Detainees are not even guaranteed the right to attend their own hearings. Wolfowitz’s order allows their exclusion for “matters that would compromise national security if held in the presence of the detainee.”
Finally, it is not even clear whether all the Guantánamo prisoners will have the right to participate in these kangaroo court proceedings. Wolfowitz’s order is restricted on its face “to foreign nationals held as enemy combatants in the control of the Department of Defense” at Guantánamo Bay. (Emphasis added). This prescription excludes prisoners of the CIA and other US agencies. There have already been media reports of detainees being taken “off the books” of the Department of Defense and transferred to the nominal custody of the CIA to avoid bringing them before the tribunals.
England said that the tribunals will hear cases from as many as four detainees a day, six days a week. He estimated that all six hundred cases will be resolved within four months.
It appears that the cases are being be rushed through the tribunals to enable the Bush administration to respond to habeas corpus petitions filed by family members and others for the Guantánamo detainees with the claim that the prisoners have already received their “due process.”
Criticism of Wolfowitz’s order by advocates for the detainees was immediate and strident. In a press statement released from its London headquarters on July 8, Amnesty International charged that its provisions “show contempt for basic human rights standards.” Amnesty International spokesperson Alistair Hodgett added, “It really is a bizarre suggestion that this is in any way a fair process to determine the freedom or detention of an individual.”
Rachel Meeropol of the Center for Constitutional Rights, the legal foundation which filed several Guantánamo detainee habeas corpus petitions and successfully argued them to the Supreme Court, called the proposed procedures “inadequate and illegal.”
Not among the critics, however, were the editorial writers for the erstwhile liberals of the Washington Post.

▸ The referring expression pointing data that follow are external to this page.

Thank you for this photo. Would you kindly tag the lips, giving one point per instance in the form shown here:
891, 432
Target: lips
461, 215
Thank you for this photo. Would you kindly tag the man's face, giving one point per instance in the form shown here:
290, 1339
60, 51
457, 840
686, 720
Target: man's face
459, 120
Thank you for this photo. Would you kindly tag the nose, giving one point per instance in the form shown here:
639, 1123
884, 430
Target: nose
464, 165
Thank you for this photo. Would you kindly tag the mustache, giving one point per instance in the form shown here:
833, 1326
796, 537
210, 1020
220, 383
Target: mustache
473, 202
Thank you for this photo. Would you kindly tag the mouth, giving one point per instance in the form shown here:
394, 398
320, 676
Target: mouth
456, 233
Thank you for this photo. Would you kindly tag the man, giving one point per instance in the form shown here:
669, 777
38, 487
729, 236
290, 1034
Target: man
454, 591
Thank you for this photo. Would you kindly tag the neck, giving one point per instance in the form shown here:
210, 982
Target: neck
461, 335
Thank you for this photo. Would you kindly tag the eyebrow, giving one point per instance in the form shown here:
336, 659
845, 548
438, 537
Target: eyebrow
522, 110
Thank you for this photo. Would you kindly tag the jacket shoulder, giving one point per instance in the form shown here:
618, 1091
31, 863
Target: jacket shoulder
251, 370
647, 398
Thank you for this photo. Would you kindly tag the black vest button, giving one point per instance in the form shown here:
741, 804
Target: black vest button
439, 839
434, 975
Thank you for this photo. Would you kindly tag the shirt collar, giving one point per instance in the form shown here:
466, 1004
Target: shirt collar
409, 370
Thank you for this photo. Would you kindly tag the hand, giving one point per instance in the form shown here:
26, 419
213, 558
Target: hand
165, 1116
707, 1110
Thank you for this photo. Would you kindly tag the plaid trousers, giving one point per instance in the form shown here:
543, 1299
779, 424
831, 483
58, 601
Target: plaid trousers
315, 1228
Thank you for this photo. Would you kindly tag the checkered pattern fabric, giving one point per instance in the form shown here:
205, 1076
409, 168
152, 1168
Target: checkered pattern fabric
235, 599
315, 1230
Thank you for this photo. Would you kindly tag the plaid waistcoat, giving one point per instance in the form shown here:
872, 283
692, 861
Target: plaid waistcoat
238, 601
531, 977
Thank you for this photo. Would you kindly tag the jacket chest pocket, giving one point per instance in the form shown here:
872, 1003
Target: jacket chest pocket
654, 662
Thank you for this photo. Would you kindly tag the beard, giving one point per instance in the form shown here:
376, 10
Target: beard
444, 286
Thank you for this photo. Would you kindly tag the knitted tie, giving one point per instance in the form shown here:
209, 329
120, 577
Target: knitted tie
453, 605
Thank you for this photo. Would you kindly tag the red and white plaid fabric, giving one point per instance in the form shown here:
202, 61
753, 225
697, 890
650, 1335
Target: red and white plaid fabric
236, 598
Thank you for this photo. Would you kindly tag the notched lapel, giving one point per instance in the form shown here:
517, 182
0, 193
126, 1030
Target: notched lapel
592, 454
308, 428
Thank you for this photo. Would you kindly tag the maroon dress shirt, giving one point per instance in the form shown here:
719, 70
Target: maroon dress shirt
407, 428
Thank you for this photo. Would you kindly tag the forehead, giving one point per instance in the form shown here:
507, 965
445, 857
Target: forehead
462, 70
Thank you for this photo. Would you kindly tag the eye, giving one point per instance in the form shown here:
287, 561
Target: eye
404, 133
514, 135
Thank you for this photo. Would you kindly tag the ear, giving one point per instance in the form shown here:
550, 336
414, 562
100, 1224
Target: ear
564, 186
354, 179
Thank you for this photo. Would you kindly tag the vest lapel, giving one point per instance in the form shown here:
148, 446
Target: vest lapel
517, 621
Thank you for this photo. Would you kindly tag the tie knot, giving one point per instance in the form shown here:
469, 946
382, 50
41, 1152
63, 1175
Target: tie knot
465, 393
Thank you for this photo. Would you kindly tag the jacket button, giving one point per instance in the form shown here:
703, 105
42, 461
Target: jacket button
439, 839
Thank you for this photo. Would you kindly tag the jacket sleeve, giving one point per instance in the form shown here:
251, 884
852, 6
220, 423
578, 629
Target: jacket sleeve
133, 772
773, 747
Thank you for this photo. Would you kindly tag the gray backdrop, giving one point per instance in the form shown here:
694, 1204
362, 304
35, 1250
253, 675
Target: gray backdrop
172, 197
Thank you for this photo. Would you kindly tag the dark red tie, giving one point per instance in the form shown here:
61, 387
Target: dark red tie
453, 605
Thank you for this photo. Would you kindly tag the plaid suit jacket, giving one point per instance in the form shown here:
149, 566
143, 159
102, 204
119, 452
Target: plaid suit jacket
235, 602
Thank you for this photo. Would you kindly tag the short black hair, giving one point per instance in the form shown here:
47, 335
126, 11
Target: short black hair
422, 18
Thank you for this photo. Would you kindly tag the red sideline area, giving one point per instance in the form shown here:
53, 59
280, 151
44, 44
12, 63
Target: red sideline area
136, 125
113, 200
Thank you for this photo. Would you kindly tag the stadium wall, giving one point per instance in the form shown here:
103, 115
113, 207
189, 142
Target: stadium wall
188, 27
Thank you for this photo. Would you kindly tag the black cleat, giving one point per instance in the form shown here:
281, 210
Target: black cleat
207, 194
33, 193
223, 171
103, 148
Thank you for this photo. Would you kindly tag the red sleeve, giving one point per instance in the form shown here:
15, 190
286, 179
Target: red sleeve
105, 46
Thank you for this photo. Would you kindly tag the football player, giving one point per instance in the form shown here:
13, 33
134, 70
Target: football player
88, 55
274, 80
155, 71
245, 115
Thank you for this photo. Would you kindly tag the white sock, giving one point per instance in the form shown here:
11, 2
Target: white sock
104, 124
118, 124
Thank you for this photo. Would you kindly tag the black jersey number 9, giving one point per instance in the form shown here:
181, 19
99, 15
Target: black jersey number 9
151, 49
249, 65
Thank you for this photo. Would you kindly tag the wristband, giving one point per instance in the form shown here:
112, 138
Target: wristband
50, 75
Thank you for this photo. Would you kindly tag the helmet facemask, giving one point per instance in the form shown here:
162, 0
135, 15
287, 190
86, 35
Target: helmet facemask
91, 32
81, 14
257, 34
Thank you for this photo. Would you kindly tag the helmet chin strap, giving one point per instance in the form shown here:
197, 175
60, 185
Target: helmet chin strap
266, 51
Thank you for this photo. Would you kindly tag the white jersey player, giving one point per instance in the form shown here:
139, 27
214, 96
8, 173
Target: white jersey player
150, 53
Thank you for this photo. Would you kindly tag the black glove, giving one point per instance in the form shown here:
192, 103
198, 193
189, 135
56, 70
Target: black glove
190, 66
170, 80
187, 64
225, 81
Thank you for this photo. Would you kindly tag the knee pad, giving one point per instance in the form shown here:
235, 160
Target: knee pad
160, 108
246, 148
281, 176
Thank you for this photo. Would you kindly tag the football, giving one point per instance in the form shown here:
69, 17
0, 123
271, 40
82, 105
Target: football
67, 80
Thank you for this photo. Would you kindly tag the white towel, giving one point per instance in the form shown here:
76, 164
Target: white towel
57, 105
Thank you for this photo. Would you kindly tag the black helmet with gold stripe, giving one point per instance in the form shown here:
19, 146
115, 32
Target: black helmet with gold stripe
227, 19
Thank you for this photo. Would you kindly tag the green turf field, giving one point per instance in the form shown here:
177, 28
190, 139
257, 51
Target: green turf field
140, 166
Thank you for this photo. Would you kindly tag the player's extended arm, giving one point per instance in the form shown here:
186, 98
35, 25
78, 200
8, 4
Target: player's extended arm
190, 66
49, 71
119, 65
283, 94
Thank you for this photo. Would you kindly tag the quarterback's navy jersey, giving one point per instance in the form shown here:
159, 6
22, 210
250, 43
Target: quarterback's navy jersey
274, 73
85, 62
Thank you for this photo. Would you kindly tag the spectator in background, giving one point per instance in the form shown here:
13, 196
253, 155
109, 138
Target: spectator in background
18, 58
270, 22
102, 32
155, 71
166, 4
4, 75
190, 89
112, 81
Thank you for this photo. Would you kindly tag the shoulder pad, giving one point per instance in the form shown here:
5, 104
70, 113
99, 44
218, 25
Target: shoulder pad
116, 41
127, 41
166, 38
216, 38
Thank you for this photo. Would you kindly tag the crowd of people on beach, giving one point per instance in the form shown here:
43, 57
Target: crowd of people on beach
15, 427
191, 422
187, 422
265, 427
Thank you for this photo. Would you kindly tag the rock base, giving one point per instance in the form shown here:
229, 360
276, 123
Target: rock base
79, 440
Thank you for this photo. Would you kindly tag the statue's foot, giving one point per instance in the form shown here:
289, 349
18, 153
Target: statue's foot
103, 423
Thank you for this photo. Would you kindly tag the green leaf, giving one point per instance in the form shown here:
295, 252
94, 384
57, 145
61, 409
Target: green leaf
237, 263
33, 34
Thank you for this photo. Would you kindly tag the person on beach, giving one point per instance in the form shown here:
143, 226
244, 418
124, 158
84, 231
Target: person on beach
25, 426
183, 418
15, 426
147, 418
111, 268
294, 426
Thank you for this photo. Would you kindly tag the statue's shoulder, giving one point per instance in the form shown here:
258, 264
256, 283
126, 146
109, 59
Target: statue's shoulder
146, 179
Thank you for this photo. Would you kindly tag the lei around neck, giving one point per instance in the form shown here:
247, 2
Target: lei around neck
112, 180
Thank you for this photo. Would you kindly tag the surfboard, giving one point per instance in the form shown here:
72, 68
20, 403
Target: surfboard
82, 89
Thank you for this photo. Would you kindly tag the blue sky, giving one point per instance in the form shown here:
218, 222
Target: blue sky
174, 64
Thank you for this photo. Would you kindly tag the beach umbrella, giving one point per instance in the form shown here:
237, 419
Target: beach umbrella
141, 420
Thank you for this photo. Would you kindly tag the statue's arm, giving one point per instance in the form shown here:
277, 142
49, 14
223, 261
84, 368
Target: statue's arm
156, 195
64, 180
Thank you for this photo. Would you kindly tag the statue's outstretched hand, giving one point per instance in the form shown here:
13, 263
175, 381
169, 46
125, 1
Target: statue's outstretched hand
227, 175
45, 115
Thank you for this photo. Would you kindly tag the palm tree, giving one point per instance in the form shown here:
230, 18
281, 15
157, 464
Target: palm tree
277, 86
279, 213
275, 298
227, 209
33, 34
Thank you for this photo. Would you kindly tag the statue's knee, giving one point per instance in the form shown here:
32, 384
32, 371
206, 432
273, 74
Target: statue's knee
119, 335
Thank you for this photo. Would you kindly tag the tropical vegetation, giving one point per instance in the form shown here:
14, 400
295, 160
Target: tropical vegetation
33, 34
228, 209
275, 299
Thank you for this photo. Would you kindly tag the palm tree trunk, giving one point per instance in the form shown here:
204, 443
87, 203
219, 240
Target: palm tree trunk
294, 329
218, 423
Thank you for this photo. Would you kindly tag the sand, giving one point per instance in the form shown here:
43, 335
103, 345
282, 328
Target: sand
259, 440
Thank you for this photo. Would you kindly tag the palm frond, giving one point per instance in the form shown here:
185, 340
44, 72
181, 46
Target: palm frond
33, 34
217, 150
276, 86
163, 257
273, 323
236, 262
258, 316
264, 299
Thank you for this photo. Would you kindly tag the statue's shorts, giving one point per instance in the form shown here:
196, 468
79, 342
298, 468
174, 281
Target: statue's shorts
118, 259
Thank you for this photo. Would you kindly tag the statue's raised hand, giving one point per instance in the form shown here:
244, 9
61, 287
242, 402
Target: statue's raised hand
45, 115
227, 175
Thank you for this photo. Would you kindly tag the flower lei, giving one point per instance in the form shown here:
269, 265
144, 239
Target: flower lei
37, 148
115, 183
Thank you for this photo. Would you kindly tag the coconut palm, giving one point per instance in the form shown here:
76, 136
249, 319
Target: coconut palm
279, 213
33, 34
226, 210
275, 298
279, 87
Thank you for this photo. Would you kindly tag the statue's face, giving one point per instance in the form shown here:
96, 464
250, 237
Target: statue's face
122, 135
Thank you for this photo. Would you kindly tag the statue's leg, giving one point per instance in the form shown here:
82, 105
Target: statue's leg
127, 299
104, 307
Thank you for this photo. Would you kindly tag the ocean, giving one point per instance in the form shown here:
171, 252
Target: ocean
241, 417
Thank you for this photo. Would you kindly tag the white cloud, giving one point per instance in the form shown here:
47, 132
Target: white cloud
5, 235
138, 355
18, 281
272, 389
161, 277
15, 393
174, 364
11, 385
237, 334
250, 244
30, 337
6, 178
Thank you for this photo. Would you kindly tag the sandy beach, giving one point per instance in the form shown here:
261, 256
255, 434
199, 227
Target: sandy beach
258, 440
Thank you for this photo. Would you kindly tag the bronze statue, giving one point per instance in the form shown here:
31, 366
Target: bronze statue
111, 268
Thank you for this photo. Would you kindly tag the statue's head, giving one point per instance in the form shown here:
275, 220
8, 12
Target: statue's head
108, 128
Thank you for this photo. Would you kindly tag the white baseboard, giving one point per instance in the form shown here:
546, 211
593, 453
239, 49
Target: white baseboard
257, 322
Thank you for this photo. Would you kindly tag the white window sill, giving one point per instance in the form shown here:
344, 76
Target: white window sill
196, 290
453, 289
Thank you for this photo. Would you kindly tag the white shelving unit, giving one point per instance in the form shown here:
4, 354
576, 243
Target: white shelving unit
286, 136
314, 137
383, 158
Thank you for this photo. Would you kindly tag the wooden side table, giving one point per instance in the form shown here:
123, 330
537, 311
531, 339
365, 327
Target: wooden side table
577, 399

A July 9 editorial stated, “There is only one big problem with the order the Pentagon issued this week establishing military tribunals to hear challenges to its detentions at Guantánamo Bay, Cuba: It comes 2 1/2 years too late.”
Apparently untroubled by “a presumption in favor of the government’s evidence” for a man facing a virtual life sentence, with “a ‘representative’ but not a lawyer,” and the likelihood that “in most cases, the hearings may validate the detention decisions made more than two years ago,” the Post praised Wolfowitz’s order as going “a long way toward solving Guantánamo’s legal problems.”
Also notably absent from the ranks of the critics were the nominal opponents of the Bush administration within the Democratic Party, further exposing the fact that the attacks on democratic rights will deepen regardless of which major party wins the November presidential election.